Similarly, both cyclosporin A (CsA) and VIVIT are immunosuppressants; CaN and NFAT are their respective target enzymes. These two inhibitors can block the NFAT signalling pathway by suppressing the activities of CsA and VIVIT, and consequently nuclear translocation of transcription factors and activation of some inflammatory cytokines are also inhibited, preventing activation and proliferation of T lymphocytes.[12] 4-aminopytidine (4-AP) is a blocker of the Kv1.3 potassium channel, and its action leads to strong suppression of transmembrane potential formation and suppression of extracellular Ca2+ influx to the cytoplasm, with an ultimately anti-inflammatory effect.

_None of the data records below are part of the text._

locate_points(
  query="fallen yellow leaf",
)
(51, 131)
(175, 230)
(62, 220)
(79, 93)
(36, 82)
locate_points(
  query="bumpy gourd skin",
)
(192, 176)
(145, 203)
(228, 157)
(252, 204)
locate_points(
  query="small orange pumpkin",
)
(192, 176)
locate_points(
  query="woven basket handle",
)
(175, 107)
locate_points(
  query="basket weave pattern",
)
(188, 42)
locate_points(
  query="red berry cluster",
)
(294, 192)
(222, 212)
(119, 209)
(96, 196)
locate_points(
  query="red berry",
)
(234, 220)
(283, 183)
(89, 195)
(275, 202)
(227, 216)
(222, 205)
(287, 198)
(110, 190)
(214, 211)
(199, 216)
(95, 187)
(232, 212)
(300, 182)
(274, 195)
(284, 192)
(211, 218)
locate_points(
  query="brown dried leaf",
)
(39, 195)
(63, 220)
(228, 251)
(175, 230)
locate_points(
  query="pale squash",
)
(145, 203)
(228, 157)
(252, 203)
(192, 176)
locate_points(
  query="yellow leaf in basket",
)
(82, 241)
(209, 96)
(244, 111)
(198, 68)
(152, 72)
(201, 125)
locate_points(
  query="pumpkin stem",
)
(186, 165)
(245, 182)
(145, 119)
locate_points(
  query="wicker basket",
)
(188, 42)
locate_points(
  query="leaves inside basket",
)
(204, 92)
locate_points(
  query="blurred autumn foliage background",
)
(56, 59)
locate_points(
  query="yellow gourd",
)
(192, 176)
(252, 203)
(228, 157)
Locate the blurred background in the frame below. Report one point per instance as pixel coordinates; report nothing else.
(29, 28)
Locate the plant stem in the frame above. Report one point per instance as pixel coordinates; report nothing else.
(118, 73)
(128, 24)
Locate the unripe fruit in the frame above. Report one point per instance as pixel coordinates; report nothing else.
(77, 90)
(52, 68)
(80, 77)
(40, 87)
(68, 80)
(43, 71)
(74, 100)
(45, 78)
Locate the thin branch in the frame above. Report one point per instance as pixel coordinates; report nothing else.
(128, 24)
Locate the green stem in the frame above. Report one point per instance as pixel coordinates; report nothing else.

We investigated the effects of telmisartan on the NFAT signalling pathway and related molecular expression in peripheral blood T lymphocytes of Kazakh patients with EH and found that telmisartan could effectively inhibit NFATc1, IL-6, and TNF-α mRNA and protein expression. However, the specific mechanism by which this occurs is not entirely clear and requires further study.

Taken together, our results indicate that telmisartan can not only lower blood pressure directly by blocking the renin–angiotensin–aldosterone system, but also regulate hypertensive inflammation indirectly by inhibiting the NFAT signalling pathway of T lymphocytes. It is conceivable that specific targeted inhibition of related signalling pathways in T lymphocytes could be used to treat hypertension in humans; however, additional studies are needed in this area.